DyaSmart — TB3-D Logic Engine
We didn't teach the machine a new language. We taught it to speak its native language more efficiently — moving binary from flat 2-D normalized state into a full 3-D ternary dimension, all within the same physical bit parameters your hardware already operates on.
Core Concept
Ternary Binary Multi-Dimensional Logic
Traditional binary is a flat plane — every bit is either 0 or 1, and that's the end of the story. TB3-D breaks that ceiling without breaking the machine. Every physical bit is paired with a Color/State satellite bitRED = active, GREEN = passive — creating a third information dimension that lives inside the same 8-bit byte your processor already knows how to handle.
The engine interleaves 4 physical bits and 4 color bits into a single byte using a clean lane architecture.
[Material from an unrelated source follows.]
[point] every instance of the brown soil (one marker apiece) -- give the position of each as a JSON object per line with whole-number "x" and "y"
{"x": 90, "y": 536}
The physical lane sits on odd bit positions (mask 0x55) and the color/state lane occupies even bit positions (mask 0xAA). No new instruction sets. No ISA extensions required. The machine was already capable — it just needed the right encoding framework to unlock the hidden dimension.

This is not a new language for the machine. It is the machine's native binary, restructured to carry twice the semantic density in the same physical footprint.
TB3-D Byte Layout
Bit positions 7 → 0 interleaved:
Pos: 7    6    5    4    3    2    1    0
     C[3] P[3] C[2] P[2] C[1] P[1] C[0] P[0]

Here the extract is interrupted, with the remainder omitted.